Although Weird is structured as a typical pop-psychology book, full of insights from researchers and scientists, like the articles Khazan regularly publishes at The Atlantic, the book’s biggest strengths lie outside the realm of science. Studies prop up the main thesis—that “weirdness” of many kinds makes for better out-of-the-box thinking and resilience—but the heart of the book is in the lovingly crafted narratives of the widely varied “weirdos” Khazan profiles. Her prose is animating, specific, rich, and sometimes laugh-out-loud funny when she tells the stories of her subjects, who range from a doctor with dwarfism to a fish-out-of-water liberal at a deep red Texas university. Khazan writes with affection for her subjects, though she’s not afraid to challenge them—when one man sets out to make friends because his marriage will crumble with no outside support, Khazan writes, “When he first explained that, I thought it sounded a little calculating. How would his friends feel, knowing they were the only things standing between him, his wife, and a divorce lawyer?” before coming around. A conservative couple who moves to McKinney, Texas, where she went to high school, asks her if she’d consider moving back; she says “I almost didn’t have the heart to tell them no. Almost.”

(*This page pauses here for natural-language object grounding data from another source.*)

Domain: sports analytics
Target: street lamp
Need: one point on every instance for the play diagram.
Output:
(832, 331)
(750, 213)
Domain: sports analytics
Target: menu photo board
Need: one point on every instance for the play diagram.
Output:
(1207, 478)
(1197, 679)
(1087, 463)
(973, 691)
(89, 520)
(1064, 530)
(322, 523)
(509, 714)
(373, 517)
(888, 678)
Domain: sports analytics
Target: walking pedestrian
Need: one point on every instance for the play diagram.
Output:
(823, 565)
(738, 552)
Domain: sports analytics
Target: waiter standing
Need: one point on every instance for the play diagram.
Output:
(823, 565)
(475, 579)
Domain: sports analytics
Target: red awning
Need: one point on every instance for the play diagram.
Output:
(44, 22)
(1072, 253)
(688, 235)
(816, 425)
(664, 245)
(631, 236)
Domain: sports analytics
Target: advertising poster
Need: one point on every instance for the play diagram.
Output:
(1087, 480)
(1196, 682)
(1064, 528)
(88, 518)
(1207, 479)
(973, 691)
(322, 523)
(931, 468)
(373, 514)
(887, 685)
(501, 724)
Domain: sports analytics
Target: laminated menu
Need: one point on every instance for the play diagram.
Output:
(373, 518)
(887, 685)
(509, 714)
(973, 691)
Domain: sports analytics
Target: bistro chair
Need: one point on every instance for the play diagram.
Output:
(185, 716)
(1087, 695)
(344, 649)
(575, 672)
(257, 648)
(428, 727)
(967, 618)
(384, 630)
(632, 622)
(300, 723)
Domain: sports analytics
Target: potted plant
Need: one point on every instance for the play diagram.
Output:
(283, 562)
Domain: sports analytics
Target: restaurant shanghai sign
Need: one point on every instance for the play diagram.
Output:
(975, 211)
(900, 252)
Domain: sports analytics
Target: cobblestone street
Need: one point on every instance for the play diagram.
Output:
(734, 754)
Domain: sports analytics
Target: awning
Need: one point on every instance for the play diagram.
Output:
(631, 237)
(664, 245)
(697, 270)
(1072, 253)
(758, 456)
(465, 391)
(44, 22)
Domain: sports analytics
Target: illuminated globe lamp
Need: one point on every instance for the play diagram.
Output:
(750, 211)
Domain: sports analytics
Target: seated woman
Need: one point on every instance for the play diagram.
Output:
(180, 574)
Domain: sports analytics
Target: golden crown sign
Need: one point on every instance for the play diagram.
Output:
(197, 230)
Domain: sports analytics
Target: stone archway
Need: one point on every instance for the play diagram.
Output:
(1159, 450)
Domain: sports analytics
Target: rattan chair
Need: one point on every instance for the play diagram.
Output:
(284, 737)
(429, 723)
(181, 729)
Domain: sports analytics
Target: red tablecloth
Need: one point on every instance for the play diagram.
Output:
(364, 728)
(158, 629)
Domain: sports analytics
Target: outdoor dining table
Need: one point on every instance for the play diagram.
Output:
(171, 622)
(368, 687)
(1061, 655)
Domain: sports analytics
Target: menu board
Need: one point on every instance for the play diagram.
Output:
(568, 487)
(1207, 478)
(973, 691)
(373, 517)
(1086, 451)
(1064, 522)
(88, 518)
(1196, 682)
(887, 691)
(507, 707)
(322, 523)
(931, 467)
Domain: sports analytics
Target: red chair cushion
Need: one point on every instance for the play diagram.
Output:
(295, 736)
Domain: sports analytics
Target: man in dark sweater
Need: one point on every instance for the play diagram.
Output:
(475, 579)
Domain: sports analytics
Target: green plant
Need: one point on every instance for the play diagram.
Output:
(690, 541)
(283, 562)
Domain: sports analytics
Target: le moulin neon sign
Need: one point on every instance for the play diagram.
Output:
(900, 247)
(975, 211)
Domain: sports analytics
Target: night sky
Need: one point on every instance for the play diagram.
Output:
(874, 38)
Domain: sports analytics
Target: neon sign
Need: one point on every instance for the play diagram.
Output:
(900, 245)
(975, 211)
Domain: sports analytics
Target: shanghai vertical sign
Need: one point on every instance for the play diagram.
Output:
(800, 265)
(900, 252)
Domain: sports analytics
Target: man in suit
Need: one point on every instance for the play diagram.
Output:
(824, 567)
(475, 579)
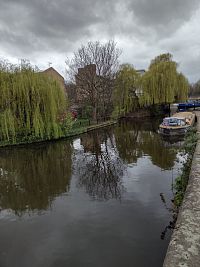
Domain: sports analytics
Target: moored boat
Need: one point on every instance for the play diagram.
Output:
(178, 124)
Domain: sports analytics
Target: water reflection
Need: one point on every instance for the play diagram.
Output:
(135, 139)
(30, 177)
(100, 169)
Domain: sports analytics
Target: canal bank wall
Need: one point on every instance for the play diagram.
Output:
(184, 247)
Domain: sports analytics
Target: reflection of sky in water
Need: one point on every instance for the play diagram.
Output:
(74, 224)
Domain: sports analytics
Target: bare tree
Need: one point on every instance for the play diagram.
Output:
(93, 68)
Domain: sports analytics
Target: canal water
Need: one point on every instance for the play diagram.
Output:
(103, 199)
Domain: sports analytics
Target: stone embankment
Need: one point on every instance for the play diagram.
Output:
(184, 247)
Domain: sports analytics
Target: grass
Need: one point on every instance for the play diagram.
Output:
(182, 180)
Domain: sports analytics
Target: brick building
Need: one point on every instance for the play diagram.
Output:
(51, 72)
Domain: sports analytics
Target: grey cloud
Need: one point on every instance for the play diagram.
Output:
(35, 28)
(162, 15)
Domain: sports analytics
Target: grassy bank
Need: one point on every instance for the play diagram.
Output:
(182, 180)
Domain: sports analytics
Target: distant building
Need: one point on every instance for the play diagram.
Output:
(51, 72)
(141, 72)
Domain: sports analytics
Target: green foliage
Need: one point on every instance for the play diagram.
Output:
(182, 180)
(162, 83)
(126, 83)
(30, 105)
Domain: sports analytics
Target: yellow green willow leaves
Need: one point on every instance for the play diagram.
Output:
(162, 83)
(30, 105)
(126, 83)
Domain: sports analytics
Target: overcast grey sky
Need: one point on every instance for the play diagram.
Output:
(46, 31)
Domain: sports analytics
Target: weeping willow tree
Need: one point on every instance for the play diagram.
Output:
(162, 83)
(126, 84)
(31, 104)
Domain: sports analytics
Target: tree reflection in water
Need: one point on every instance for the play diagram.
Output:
(137, 138)
(30, 177)
(100, 169)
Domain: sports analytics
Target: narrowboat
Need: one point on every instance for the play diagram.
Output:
(178, 124)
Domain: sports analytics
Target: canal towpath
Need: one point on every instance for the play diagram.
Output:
(184, 247)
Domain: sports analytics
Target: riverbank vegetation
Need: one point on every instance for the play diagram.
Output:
(32, 105)
(182, 180)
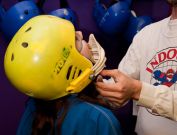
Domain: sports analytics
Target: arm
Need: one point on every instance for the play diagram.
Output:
(160, 99)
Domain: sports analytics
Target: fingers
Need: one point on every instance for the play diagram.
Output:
(106, 86)
(111, 73)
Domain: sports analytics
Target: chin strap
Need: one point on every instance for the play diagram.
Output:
(98, 56)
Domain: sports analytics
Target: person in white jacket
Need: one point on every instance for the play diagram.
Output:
(148, 74)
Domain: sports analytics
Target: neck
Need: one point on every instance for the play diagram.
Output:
(174, 13)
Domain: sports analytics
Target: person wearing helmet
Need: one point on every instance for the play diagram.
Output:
(148, 74)
(52, 64)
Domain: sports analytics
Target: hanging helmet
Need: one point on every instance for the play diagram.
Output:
(42, 61)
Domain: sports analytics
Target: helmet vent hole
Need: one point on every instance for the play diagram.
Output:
(26, 12)
(25, 44)
(69, 72)
(28, 29)
(12, 57)
(74, 72)
(80, 71)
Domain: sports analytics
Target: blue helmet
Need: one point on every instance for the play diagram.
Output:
(65, 13)
(112, 20)
(135, 24)
(12, 19)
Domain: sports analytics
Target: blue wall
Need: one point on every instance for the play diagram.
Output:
(12, 102)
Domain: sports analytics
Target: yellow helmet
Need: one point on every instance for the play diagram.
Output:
(42, 61)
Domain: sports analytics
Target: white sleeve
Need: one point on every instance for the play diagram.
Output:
(160, 99)
(130, 62)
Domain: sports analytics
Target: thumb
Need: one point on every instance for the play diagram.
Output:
(110, 73)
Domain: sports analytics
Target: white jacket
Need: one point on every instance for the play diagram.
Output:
(152, 58)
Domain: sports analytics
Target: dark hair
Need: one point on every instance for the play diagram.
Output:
(47, 111)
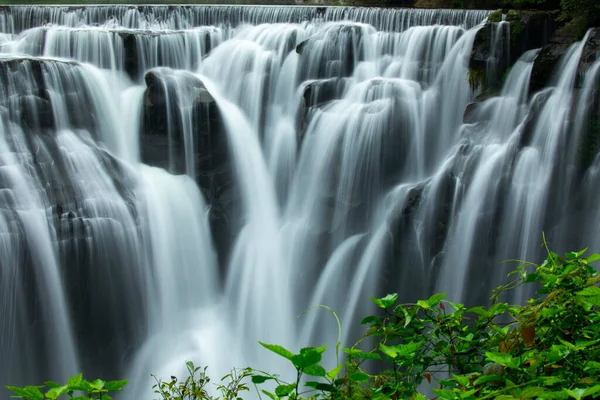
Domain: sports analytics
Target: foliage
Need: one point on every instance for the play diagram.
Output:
(194, 387)
(548, 348)
(76, 388)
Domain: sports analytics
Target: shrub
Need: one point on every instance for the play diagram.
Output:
(548, 348)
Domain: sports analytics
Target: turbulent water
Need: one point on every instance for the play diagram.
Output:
(179, 182)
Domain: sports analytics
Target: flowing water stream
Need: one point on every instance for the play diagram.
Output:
(179, 182)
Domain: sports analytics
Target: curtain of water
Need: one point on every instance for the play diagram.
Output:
(328, 143)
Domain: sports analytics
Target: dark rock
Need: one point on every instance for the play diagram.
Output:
(497, 46)
(331, 53)
(547, 60)
(316, 94)
(162, 143)
(470, 113)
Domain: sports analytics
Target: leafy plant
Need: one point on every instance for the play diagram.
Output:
(548, 348)
(76, 388)
(194, 387)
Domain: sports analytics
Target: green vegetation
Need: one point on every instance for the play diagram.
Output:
(548, 348)
(76, 388)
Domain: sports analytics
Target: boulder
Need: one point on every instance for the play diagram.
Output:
(331, 53)
(162, 143)
(498, 45)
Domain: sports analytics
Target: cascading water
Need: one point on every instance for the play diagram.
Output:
(177, 183)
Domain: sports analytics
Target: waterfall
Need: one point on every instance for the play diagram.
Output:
(180, 182)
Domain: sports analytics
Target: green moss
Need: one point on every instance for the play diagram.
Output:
(476, 78)
(496, 16)
(513, 15)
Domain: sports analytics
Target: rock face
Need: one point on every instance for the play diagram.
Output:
(183, 132)
(333, 53)
(498, 45)
(550, 54)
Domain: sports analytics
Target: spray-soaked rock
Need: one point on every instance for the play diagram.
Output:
(183, 132)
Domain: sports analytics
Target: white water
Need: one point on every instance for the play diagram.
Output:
(352, 174)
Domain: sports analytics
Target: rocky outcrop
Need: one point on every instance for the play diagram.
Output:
(498, 45)
(166, 131)
(547, 60)
(331, 53)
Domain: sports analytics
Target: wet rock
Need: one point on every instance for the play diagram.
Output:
(497, 46)
(163, 143)
(331, 53)
(316, 94)
(547, 60)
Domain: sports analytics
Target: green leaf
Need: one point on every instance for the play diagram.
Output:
(576, 254)
(386, 301)
(461, 379)
(114, 386)
(27, 392)
(315, 370)
(592, 365)
(488, 378)
(503, 359)
(532, 392)
(359, 377)
(406, 350)
(447, 394)
(275, 348)
(590, 294)
(271, 395)
(331, 375)
(592, 390)
(362, 354)
(432, 301)
(284, 390)
(593, 257)
(21, 392)
(371, 319)
(324, 387)
(479, 310)
(75, 380)
(308, 356)
(98, 384)
(258, 379)
(55, 393)
(576, 393)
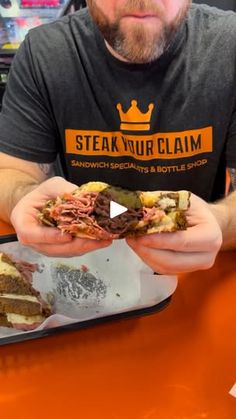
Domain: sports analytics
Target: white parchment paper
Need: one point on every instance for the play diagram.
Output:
(114, 280)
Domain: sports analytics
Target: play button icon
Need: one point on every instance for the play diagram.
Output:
(116, 209)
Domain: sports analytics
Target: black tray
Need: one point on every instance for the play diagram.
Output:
(29, 335)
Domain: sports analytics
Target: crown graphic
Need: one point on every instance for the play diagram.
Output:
(134, 119)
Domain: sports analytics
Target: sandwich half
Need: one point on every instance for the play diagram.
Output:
(86, 212)
(21, 305)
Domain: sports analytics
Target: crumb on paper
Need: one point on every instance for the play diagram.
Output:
(84, 268)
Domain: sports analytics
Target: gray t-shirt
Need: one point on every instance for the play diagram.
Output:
(170, 124)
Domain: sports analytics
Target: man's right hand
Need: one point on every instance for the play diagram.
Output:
(47, 240)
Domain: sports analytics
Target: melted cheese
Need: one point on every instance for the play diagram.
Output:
(20, 297)
(6, 269)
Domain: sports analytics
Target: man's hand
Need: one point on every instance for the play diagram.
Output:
(183, 251)
(47, 240)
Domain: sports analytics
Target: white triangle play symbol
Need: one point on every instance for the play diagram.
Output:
(116, 209)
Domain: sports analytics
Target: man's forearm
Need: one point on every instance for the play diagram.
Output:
(14, 185)
(225, 213)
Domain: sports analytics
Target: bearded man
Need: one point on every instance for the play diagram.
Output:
(135, 93)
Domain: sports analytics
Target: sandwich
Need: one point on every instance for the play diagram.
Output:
(86, 212)
(21, 305)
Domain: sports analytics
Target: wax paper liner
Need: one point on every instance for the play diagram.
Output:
(99, 284)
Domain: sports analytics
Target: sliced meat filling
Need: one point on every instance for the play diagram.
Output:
(90, 211)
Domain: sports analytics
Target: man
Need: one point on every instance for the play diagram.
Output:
(135, 93)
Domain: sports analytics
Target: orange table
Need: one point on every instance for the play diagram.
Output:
(176, 364)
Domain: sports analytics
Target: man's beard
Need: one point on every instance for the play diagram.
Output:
(138, 44)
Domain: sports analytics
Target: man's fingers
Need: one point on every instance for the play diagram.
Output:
(40, 234)
(193, 239)
(171, 263)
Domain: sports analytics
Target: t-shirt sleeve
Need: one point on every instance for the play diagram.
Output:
(27, 127)
(231, 142)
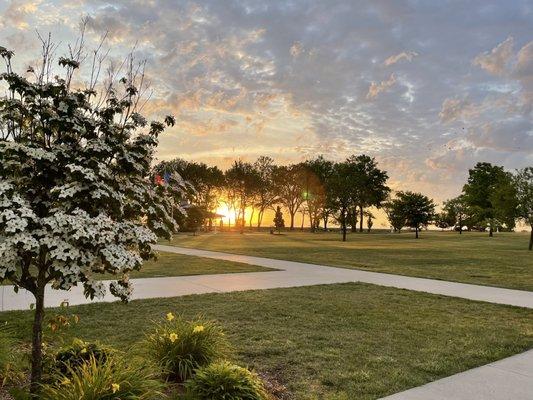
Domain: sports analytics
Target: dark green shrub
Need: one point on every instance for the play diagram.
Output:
(181, 346)
(78, 353)
(116, 379)
(225, 381)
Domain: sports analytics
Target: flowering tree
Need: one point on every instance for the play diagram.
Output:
(76, 198)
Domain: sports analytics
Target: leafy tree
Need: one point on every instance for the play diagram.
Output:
(369, 220)
(265, 196)
(321, 201)
(480, 191)
(204, 183)
(457, 212)
(342, 189)
(395, 213)
(194, 219)
(505, 202)
(523, 181)
(314, 195)
(370, 184)
(76, 198)
(279, 222)
(242, 183)
(289, 184)
(444, 220)
(417, 209)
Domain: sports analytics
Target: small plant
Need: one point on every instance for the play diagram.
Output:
(181, 346)
(113, 380)
(78, 353)
(225, 381)
(11, 369)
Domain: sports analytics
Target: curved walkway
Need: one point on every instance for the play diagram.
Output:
(511, 378)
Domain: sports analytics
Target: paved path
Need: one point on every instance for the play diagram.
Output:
(507, 379)
(290, 274)
(511, 378)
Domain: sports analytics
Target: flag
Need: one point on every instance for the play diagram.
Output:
(158, 180)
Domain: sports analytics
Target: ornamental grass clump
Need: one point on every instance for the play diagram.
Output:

But the book’s premise is stretched at times. Feeling awkward around classmates as a young Russian immigrant isn’t the same as some of the struggles her subjects have faced, and she sees the gulfs in their lived experiences—“I don’t mean for this grouping, however, to imply that I consider the low-level unease of, say, a white immigrant to be equivalent to the obstacles faced by people of color or those living with rare medical conditions. Being laughed at by preteens and being discriminated against for centuries are simply not comparable experiences,” she writes in the introduction. Still, there are some notable stumbles. When we meet Jess Herbst, who was the first openly transgender mayor in Texas, within two paragraphs Khazan uses her former name and mentions features like “the large hands of the man she presented publicly as just a few years ago.” One can argue this is a choice intended to highlight just how “weird” Herbst is to a cisgender outsider (or, in the nature of the book’s title, an insider), but the choice is thrown into relief by how the narrative characterizes another trans woman introduced later on, Vivienne Ming, whose hands and deadname are left out—maybe because, in the words of the narrative, “her surgical procedures worked so well that no one would ever suspect she wasn’t assigned female at birth.” In effect, Khazan’s prose can other her subjects in the same ways their communities do, and even if that’s a source of strength, as she argues, it stings. Plus, despite the explicit acknowledgement that not all forms of “weirdness” are equal, it can be difficult to square the outsiderness of a conservative professor in a predominantly liberal field with that of a Muslim immigrant from Africa who grows up in a small Southern town.
But Khazan’s book sings when she gives herself room to write about people’s quirks, vulnerabilities, and habits. That’s why the book’s fourth and final section, “To Stay Different or To Find Your Own Kind?,” focused entirely on wrapping up these people’s stories, is almost disappointingly short. In it, Khazan writes about herself and her interviewees one after the other, with the momentum not broken up by explanations of social psychology, and the effect is transporting. For readers who love a well written, thoroughly researched social science book, Weird hits the spot. And for those who grew up like Khazan or see themselves in her story, it may be a balm for the soul.